Madame Elsa GEANDROT, Présidente, assistée de Madame Catherine PFEIFER et Monsieur Jean-Pierre POLESE, assesseurs, et de Madame Dominique RELAV, Greffier.
Lors du délibéré :
Présidente : Elsa GEANDROT, Juge
Assesseur : Catherine PFEIFER, Assesseur salarié
Assesseur : Jean-Pierre POLESE, Assesseur employeur
JUGEMENT
Prononcé publiquement, par mise à disposition au greffe, par jugement contradictoire et en premier ressort, par Elsa GEANDROT, Juge, assistée de Dominique RELAV, Greffier.
Transmis par RPVA à : Me Fanny CAFFIN
Tribunal judiciaire de Bobigny
Service du contentieux social
Affaire : N° RG 24/02640 – N° Portalis DB3S-W-B7I-2KZQ
Jugement du 09 AVRIL 2026
FAITS ET PROCÉDURE
M. [A] [H], salarié de la société [1] en qualité de chargé d’affaires, a formulé le 20 janvier 2014 une demande de reconnaissance des maladies professionnelles « sciatique par hernie discale L4 L5 » et « sciatique par hernie discale L5-S1» prises en charge au titre de la législation sur les risques professionnels par la caisse primaire d’assurance maladie (CPAM) de [Localité 7] [Localité 5].
Par lettre du 12 juin 2024, la CPAM a notifié à la société [1] le taux d’incapacité permanente fixé à 35% dont 10% pour le taux professionnel à compter du 30 septembre 2023 pour des « séquelles imputables à la MP 98 reconnue le 20 janvier 2014 pour hernie discale L4-L5 et à l’autre MP98 même date pour hernie discale L5 S1 sont indissociables : il persiste une raideur importante du rachis lombaire avec lombalgies ».
La société [1] a saisi la commission médicale de recours amiable (CMRA) de la CPAM en contestation de la date de consolidation et du taux d’IPP laquelle a rejeté ses demandes.
Par requête reçue le 6 décembre 2024 au greffe, la société [1] a saisi le service du contentieux social du tribunal judiciaire de Bobigny aux fins de contester la date de consolidation et le taux d’IPP attribué à son salarié.
A défaut de conciliation, l’affaire a été appelée à l’audience du 12 juin 2025 puis renvoyée à deux reprises. Elle a été appelée et retenue à l’audience du 26 février 2026 date à laquelle les parties ont été régulièrement convoquées pour y être entendues en leurs observations.
Par conclusions déposées et soutenues oralement à l’audience, la société [1], représentée par son conseil, demande au tribunal de :
la déclarer recevable et bien fondée en son recours,à titre principal, dire que la consolidation doit être fixée au 31 décembre 2017 et lui déclarer le taux d’IPP inopposableà titre subsidiaire, désigner un médecin consultant afin qu’il se prononce sur la date de consolidation initiale fixée par la caisse au 29 septembre 2023 et le taux d’IPP devant être attribué à M. [A] [H] au titre de sa maladie professionnelle du 20 janvier 2014.

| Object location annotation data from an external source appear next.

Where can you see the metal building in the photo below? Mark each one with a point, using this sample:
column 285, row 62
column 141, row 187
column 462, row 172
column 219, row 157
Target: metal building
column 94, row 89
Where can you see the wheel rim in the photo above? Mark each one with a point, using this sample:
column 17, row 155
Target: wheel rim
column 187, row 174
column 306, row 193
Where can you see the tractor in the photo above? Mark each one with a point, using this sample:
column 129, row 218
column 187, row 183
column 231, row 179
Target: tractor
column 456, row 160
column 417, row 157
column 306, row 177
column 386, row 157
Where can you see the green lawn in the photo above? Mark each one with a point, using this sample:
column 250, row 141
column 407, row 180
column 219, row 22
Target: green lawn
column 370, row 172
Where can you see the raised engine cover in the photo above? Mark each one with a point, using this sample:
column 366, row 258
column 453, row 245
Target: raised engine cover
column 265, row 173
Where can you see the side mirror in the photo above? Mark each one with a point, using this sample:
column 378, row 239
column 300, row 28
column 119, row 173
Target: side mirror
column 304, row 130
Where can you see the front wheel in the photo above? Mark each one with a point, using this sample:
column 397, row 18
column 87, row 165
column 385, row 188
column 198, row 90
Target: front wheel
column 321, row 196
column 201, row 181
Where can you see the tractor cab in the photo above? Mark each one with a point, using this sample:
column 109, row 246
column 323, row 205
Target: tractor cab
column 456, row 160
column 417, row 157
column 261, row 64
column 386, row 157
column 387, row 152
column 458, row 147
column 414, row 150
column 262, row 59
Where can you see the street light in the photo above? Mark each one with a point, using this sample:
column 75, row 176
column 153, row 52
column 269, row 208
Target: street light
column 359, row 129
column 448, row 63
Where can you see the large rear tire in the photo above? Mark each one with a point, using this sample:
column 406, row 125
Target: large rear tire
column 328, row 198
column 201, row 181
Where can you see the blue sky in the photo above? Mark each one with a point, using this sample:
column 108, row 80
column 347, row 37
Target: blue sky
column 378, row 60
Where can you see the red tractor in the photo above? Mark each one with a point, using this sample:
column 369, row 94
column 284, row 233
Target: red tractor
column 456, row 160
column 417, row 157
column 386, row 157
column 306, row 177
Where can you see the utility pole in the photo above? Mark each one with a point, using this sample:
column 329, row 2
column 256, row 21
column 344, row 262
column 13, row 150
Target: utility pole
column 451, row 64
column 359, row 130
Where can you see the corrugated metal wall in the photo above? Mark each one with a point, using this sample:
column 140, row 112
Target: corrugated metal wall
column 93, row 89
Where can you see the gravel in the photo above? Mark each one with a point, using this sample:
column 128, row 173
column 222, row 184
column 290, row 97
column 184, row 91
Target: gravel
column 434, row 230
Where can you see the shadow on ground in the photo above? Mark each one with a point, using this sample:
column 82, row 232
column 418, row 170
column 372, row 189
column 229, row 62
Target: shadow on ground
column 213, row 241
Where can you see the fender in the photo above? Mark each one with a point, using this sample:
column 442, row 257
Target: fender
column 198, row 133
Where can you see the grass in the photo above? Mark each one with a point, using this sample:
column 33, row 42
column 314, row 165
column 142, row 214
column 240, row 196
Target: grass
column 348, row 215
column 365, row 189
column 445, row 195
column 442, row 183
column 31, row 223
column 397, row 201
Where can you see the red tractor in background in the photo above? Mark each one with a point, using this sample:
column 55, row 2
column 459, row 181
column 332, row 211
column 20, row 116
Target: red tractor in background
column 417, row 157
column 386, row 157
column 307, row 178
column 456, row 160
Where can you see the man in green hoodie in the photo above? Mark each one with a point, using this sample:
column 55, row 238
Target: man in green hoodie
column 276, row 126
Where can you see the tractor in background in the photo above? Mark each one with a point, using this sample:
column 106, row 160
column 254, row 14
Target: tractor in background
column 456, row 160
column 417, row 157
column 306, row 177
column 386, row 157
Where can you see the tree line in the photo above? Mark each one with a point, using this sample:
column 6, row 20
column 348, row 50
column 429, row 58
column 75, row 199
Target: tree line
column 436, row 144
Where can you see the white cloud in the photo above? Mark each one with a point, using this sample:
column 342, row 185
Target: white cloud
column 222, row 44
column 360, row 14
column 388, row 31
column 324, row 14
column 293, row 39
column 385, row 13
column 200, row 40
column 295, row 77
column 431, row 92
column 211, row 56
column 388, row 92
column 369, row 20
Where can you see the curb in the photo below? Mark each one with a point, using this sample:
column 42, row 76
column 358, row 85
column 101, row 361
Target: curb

Au soutien de ses demandes, elle se fonde sur l’avis de son médecin conseil, le docteur [R] qui relève que la CPAM ne produit aucun élément attestant de la poursuite des soins ou arrêts de travail entre le 31 décembre 2017 et le 18 mars 2022 de sorte que la date de consolidation de l’état de santé doit être fixée au 31 décembre 2017. Elle ajoute que le salarié s’est vu prescrire de nouveaux arrêts de travail à compter du 18 mars 2022 après une aggravation de son état de santé donc après une rechute de sorte que le taux d’IPP attribué après rechute lui est inopposable.
Par courrier électronique reçu le 25 février 2026 au greffe, la CPAM a sollicité une dispense de comparution. Par conclusions reçues le 1er décembre 2025, la CPAM demande au tribunal de :
confirmer le taux d’IPP de 35%,débouter la société [1] de l’ensemble de ses demandes,
Elle fait valoir que l’arrêt de travail prescrit le 18 mars 2022 est un arrêt de prolongation de l’arrêt initial et ne peut pas s’analyser en une rechute. Elle ajoute qu’en l’absence de fixation d’une date de consolidation ou de guérison avant l’arrêt de prolongation, aucune rechute ne peut être caractérisée. Elle soutient qu’il existe une présomption d’imputabilité des arrêts et soins jusqu’à la date de consolidation et que la société [1] ne verse aucun élément sur l’existence d’un étant antérieur ou une cause étrangère de nature à renverser cette présomption. Elle ajoute que la société [1] ne produit aucun élément de nature à remettre en cause le taux d’IPP fixé par le médecin conseil.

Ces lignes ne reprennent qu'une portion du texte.